Lately, my life has felt like those early days of spring in Iowa. I’ve started to see the beauty underneath the snow and ice. But as it often happens, a freak winter storm blows through. In those moments, it feels like I’m back in the dead of winter, with no hope of seeing the sun shine again. But I have to remember the promises of God. I have to remember spring always follows winter and seasons change. No matter how many late-winter-into-early-spring snow storms I endured in Iowa, true spring always came. The flowers eventually bloomed and the trees came back to life.

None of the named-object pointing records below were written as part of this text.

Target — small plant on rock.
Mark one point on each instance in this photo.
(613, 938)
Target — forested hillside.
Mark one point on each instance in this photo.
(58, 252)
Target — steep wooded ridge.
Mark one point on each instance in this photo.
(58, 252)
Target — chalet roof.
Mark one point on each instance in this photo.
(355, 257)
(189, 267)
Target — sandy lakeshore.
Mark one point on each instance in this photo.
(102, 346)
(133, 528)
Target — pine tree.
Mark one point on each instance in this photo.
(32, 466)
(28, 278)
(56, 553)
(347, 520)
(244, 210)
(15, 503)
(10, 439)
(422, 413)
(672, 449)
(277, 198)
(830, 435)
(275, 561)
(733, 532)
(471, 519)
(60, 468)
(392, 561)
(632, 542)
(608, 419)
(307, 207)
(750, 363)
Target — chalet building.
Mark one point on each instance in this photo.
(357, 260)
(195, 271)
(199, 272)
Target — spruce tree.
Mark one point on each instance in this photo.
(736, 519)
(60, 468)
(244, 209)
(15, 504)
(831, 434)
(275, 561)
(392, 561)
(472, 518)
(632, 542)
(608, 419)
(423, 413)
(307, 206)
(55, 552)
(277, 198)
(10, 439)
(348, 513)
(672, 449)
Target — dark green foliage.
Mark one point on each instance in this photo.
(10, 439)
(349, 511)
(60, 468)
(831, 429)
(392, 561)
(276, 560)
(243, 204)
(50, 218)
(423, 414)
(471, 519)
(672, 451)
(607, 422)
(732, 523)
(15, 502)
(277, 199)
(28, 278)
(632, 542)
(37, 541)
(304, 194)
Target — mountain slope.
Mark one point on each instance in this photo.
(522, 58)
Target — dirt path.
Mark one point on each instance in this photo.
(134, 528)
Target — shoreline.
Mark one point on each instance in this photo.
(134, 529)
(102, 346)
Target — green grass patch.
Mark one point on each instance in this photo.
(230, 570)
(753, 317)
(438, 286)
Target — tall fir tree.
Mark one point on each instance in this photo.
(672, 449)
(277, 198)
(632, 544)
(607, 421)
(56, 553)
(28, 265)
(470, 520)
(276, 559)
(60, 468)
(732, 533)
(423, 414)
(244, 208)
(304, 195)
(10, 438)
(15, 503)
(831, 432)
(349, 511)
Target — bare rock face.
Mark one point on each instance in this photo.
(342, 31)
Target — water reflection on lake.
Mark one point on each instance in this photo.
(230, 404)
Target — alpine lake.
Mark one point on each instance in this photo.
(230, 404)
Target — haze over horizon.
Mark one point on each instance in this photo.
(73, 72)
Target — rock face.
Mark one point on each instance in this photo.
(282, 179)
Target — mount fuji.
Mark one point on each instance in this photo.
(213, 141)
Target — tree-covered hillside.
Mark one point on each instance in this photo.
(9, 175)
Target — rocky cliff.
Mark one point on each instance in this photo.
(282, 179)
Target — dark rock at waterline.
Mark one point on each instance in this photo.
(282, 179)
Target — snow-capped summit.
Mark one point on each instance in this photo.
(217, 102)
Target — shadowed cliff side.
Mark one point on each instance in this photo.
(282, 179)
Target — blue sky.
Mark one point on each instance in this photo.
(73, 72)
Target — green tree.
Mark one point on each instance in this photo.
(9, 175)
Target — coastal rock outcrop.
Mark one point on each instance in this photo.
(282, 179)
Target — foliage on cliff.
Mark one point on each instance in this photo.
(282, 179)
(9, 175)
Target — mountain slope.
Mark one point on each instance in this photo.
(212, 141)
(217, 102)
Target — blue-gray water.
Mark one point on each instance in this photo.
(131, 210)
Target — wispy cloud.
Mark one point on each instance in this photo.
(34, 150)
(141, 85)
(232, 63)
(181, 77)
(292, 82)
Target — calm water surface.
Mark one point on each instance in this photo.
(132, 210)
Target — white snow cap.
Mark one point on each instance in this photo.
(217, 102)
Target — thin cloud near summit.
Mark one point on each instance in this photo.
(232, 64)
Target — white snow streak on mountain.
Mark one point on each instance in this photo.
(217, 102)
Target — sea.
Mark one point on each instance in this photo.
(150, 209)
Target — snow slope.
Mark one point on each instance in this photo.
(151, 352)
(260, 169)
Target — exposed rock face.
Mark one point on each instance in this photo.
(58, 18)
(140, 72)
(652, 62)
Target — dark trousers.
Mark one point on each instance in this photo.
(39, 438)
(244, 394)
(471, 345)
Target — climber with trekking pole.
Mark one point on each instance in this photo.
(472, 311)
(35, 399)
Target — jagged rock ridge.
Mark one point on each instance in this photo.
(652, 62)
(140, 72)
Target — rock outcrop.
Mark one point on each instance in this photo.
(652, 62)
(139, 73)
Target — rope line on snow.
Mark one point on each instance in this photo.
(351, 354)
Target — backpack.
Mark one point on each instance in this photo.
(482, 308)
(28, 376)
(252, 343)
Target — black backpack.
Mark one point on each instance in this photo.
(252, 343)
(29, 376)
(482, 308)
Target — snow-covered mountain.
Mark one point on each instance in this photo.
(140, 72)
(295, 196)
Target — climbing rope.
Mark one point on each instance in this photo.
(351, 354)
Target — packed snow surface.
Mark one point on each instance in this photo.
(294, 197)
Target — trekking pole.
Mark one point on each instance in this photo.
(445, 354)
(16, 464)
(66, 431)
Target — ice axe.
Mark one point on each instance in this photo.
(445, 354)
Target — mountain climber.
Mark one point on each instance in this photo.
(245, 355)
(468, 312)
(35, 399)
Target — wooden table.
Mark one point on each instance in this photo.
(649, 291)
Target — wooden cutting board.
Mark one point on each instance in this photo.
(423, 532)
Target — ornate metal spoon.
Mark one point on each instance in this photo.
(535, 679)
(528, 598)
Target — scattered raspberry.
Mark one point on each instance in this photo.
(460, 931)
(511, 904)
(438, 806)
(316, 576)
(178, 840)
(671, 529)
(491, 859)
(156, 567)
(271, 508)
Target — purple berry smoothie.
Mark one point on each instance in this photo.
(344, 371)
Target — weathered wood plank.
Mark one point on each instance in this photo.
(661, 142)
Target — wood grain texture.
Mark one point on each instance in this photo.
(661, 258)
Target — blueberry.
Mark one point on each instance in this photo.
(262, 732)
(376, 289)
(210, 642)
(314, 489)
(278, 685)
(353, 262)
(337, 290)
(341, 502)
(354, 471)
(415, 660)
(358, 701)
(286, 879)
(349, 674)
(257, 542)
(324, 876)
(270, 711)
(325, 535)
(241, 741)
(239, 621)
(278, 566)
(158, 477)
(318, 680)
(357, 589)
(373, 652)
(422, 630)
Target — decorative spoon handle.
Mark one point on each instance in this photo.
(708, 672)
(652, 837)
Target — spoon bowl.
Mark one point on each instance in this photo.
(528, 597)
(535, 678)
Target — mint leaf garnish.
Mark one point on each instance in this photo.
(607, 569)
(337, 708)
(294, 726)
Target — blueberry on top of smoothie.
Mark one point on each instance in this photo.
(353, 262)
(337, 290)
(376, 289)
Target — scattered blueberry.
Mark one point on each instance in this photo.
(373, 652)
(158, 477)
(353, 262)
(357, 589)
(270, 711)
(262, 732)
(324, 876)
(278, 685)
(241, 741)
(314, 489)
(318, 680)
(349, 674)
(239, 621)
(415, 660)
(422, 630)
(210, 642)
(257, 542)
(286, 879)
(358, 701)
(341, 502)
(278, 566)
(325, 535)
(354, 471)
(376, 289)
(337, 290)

Ecclesiastes 3:1-8 reminds us, “For everything there is a season, and a time for every matter under heaven: a time to be born, and a time to die; a time to plant, and a time to pluck up what is planted; a time to kill, and a time to heal; a time to break down, and a time to build up; a time to weep, and a time to laugh; a time to mourn, and a time to dance; a time to cast away stones, and a time to gather stones together; a time to embrace, and a time to refrain from embracing; a time to seek, and a time to lose; a time to keep, and a time to cast away; a time to tear, and a time to sew; a time to keep silence, and a time to speak; a time to love, and a time to hate; a time for war, and a time for peace” (ESV).
Whether in life or nature, the seasons eventually change. It has been a hard, dark winter season in my life. But spring is coming and new life is blooming. Even if I have to endure a storm or two, that won’t change the fact that a new season is on the way, bringing with it new hope. Praise the Lord for that.